Nomination de Sébastien Lecornu à Matignon : la classe politique réunionnaise majoritairement scandalisée

La décision d’Emmanuel Macron de confier les clés de Matignon à Sébastien Lecornu a provoqué une vague quasi unanime de critiques à La Réunion. Pour de nombreux responsables politiques, ce choix illustre l’entêtement présidentiel et l’incapacité de l’exécutif à tirer les leçons des récents revers politiques.
Jean-Hugues Ratenon (LFI) dénonce le choix du "dernier soldat nommé à Matignon", estimant que la Macronie nomme "un de ses derniers fusibles" tout en appelant à la destitution du chef de l’État. Son collègue Perceval Gaillard (LFI) juge que cette nomination démontre que le président "s’entête à gouverner contre la majorité du pays", plaidant pour une rupture radicale avec le macronisme.
Lire aussi : Sébastien Lecornu nommé Premier ministre par Emmanuel Macron
La gauche dénonce un "immobilisme" politique
Du côté socialiste, la réaction est tout aussi virulente. La fédération réunionnaise du PS qualifie ce choix "d’insulte à la volonté du peuple", dénonçant "un recyclage des mêmes figures" et appelant les forces progressistes à s’unir pour "imposer enfin un changement réel"

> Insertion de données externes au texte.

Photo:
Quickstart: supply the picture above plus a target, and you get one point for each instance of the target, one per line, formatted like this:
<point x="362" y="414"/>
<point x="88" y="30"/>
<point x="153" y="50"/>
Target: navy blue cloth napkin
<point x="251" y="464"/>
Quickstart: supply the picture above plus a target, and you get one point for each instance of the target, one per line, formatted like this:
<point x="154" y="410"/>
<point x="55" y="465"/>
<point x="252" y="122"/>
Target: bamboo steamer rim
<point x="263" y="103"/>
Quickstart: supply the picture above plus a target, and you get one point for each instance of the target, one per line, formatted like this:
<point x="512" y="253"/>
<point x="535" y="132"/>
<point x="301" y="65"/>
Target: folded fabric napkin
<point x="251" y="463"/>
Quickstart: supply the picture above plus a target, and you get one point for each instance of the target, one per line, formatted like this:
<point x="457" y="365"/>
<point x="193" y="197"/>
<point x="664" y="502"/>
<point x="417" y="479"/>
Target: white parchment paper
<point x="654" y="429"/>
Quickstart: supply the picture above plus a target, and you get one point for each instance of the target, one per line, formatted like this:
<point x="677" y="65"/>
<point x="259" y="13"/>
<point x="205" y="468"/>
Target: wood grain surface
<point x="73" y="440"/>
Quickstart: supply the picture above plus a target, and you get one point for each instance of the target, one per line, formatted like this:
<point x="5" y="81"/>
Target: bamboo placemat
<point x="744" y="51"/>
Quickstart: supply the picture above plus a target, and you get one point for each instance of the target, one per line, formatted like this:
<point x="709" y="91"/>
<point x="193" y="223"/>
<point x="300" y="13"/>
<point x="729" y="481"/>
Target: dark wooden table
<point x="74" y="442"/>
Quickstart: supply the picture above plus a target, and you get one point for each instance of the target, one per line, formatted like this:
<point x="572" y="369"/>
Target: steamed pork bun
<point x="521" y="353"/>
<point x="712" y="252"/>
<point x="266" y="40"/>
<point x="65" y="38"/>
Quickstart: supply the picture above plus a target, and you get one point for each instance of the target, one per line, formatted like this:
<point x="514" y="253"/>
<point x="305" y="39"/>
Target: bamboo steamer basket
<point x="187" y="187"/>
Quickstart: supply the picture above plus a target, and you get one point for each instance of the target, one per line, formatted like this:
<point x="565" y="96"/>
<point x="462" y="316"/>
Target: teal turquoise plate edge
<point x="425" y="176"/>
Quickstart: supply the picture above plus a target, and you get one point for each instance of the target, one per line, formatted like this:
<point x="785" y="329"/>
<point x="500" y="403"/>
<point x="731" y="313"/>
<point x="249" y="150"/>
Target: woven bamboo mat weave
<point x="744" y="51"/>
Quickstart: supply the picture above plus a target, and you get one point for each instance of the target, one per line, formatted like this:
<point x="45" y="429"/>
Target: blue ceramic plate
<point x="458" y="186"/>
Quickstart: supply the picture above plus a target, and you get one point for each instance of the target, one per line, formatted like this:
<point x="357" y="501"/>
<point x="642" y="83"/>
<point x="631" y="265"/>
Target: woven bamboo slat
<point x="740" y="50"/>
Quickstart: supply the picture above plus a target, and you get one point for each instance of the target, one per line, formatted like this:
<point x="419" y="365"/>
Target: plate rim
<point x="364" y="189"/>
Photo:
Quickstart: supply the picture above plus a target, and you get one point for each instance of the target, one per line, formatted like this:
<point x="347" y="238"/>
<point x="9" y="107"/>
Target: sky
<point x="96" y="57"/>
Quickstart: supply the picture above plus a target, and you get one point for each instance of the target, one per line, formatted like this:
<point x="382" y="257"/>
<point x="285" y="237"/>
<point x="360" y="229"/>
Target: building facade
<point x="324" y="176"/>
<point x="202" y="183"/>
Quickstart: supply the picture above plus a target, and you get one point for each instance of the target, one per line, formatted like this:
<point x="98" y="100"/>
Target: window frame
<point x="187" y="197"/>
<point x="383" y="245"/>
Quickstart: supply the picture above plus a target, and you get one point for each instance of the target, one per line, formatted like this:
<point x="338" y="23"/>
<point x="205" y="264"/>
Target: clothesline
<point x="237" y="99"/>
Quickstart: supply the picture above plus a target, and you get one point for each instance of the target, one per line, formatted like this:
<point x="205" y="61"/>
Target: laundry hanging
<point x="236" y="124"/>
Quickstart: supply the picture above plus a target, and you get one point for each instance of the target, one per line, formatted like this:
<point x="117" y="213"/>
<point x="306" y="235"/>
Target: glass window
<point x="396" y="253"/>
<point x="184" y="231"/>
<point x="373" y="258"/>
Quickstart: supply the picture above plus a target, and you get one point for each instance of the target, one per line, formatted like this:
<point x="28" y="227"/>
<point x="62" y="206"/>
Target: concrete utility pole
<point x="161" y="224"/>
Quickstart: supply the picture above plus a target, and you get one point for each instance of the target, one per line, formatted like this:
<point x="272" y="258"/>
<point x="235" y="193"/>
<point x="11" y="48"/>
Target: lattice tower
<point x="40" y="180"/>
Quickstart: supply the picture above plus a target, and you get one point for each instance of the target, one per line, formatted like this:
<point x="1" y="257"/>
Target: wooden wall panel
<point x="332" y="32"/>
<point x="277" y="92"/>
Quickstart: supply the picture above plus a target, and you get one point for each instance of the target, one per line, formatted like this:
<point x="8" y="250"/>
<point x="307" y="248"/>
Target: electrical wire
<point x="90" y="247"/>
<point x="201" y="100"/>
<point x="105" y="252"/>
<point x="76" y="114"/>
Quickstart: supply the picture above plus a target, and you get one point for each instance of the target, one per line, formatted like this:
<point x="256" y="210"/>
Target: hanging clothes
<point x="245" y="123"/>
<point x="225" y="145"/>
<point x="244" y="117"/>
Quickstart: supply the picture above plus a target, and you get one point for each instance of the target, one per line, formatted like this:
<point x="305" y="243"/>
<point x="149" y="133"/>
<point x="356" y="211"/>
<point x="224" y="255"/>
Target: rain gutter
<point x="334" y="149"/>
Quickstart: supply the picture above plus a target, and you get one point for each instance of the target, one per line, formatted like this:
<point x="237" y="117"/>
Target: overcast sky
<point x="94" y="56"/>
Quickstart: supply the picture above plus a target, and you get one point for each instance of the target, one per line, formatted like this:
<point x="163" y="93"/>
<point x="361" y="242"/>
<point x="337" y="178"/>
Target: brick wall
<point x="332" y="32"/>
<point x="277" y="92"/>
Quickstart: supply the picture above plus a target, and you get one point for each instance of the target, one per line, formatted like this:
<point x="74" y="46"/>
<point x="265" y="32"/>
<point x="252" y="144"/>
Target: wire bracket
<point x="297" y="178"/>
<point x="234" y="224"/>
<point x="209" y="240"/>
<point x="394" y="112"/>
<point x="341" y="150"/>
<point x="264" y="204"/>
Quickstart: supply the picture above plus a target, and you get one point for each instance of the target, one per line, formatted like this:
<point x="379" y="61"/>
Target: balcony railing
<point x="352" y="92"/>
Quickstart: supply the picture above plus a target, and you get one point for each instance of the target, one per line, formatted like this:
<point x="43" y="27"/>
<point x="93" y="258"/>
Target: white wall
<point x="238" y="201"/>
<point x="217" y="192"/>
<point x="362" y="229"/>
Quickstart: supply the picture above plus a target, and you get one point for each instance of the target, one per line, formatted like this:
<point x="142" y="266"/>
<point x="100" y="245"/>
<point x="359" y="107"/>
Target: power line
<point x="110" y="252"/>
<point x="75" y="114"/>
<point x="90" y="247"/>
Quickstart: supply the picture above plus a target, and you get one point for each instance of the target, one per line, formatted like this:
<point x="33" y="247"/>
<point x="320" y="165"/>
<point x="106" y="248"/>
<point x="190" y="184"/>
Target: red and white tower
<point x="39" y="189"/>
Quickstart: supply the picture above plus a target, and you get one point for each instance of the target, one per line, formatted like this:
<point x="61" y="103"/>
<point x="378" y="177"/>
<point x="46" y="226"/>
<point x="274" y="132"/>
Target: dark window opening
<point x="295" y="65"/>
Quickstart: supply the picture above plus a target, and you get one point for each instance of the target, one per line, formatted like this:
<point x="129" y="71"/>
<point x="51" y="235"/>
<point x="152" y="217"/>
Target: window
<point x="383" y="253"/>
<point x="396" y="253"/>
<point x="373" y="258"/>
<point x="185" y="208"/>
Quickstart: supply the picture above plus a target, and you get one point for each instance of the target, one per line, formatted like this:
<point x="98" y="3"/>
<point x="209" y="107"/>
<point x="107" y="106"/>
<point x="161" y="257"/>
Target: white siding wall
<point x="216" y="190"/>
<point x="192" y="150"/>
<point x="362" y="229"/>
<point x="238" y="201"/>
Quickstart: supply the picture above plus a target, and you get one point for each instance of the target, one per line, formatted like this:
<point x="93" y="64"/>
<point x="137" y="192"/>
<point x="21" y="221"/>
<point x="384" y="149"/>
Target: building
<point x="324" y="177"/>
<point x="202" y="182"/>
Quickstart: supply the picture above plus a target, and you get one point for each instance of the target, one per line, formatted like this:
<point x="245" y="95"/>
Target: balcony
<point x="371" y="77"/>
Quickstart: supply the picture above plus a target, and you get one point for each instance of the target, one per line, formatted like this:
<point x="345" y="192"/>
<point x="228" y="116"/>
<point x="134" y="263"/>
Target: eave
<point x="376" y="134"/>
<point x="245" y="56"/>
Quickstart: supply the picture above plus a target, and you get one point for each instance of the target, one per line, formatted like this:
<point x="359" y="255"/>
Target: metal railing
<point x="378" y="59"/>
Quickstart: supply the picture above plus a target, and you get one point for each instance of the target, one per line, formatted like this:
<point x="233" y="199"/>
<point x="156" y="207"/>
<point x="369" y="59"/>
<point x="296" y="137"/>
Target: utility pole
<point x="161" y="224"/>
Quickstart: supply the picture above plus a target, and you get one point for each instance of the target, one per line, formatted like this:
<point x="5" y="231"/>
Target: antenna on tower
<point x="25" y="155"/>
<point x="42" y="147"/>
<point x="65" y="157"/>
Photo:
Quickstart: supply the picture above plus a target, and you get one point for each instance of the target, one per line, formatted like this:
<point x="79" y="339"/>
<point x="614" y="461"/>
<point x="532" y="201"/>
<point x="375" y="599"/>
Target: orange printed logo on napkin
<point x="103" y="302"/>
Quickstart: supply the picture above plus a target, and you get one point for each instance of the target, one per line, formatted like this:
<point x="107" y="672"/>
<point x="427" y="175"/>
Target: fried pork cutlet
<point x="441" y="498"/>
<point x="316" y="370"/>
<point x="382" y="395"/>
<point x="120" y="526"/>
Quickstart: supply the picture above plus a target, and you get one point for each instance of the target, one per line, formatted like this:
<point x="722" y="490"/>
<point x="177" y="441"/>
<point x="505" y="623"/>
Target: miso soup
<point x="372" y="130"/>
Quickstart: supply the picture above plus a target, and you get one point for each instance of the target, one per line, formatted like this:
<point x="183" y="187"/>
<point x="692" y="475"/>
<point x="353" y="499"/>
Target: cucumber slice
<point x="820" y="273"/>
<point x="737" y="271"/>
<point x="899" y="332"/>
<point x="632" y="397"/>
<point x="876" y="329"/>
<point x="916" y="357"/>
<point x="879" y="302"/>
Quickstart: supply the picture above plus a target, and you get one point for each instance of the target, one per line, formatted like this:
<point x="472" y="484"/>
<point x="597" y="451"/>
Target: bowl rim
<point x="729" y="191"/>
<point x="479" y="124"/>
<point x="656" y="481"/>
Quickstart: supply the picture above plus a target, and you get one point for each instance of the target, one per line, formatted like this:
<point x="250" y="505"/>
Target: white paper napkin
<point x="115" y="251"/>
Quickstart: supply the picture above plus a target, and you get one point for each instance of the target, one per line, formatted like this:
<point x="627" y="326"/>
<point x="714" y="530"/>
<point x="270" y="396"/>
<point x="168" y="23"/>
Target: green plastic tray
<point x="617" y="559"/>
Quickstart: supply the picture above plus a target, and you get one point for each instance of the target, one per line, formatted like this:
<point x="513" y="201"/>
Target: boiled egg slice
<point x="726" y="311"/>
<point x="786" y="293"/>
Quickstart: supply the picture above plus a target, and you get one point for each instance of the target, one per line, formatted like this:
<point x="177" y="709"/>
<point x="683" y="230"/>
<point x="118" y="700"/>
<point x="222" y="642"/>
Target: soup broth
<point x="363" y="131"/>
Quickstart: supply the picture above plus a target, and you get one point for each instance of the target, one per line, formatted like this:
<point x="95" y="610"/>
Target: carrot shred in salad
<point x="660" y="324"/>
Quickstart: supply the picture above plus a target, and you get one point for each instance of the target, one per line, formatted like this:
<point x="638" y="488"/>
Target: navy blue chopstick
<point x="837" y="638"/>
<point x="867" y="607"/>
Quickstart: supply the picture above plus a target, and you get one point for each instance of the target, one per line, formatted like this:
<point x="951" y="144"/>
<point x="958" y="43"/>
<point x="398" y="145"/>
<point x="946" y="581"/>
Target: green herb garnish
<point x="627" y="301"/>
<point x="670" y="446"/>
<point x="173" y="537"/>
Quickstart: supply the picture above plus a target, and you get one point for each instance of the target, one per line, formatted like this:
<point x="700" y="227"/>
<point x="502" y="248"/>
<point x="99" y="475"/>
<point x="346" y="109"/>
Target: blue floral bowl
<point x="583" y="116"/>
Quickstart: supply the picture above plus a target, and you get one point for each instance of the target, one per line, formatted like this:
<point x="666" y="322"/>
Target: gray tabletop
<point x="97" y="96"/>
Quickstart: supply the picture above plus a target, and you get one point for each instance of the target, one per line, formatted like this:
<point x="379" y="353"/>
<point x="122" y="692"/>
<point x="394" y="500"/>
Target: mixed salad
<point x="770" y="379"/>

La sénatrice Audrey Bélim (PS) fustige quant à elle une "décision irresponsable" qui ignore le rejet populaire des politiques menées depuis 2017 : "Nous voulions la gauche, nous avons eu encore du macronisme", déplore-t-elle.
Le Parti Pour La Réunion (PLR) dénonce lui aussi "une provocation" et un déni démocratique, estimant que cette nomination accentue la fracture entre le pouvoir et la population, alors que les besoins sociaux restent criants sur l’île.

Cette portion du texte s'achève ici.